Change the law to stop homophobia, urge FA

 

The Football Association wants homophobic chanting outlawed under the same legislation currently used to stop racist abuse.

The governing body is also calling on the Government to ensure that technology providers are made aware of their responsibility in "managing abusive behaviour via their platforms".

The measures indicate a belief within the game's governing body that more must be done to curb all forms of abuse.

The FA wants to tackle homophobia inside grounds by a review of the 1991 Football Offences Act, which forbids indecent or racist chanting at designated football matches.

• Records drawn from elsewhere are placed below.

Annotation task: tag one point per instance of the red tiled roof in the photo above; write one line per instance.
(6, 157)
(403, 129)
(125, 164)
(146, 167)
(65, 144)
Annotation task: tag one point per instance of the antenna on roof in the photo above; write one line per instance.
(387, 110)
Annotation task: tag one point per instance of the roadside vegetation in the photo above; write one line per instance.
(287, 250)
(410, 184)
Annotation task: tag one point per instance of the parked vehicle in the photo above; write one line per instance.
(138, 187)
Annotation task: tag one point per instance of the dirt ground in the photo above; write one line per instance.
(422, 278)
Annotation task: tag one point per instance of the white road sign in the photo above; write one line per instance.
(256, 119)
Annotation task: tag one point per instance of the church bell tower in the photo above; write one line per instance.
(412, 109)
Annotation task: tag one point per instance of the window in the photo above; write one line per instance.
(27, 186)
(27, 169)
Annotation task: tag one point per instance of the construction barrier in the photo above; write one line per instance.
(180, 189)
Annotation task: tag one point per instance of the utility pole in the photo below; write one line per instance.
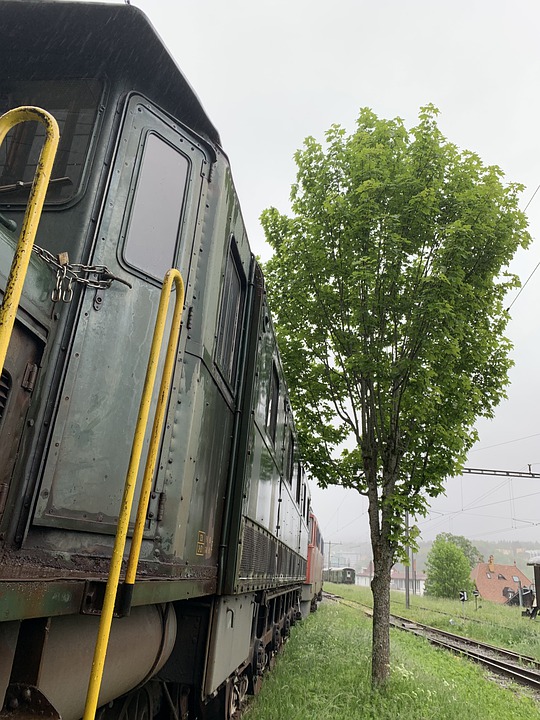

It wants "greater consistency across the country in the work of the Crown Prosecution Service so that thresholds for football banning orders and public order offences are more consistently applied".

These action points were made in a letter written on 14 May by David Bernstein to Jeremy Hunt, then Secretary of State for Culture, Media and Sport. The letter came three months after the Prime Minister held a Downing Street summit on racism in the game following the incidents involving Luis Suarez and John Terry.

In the letter, Bernstein states that the FA "has a record to be proud of in kicking discrimination out of English football and promoting equality". However, he says that further measures to tackle discrimination will require government help.

The letter's contents are in stark contrast to the conclusions of a Culture, Media and Sport select committee report on racism in football released last week.

This put the ball firmly in the FA's court. While the MPs acknowledged progress had been made, they concluded more needed to be done to combat discrimination.

"We believe," said chairman John Whittingdale, "it is for the FA to take the lead and set the example for everyone, from football authorities at all levels to the grassroots groups, to follow."

Bernstein's argument is that the FA has taken the lead, and he talks with some pride of the steps the FA has taken to reach out to both the Asian community and Muslim women.

However, he accepts that there is "an apparent under-representation of black, Asian and minority ethnic referees in grassroots football".

Bernstein also assured Hunt that the FA will remind referees that they need to recognise and deal with incidents of "discriminatory abuse on the field of play".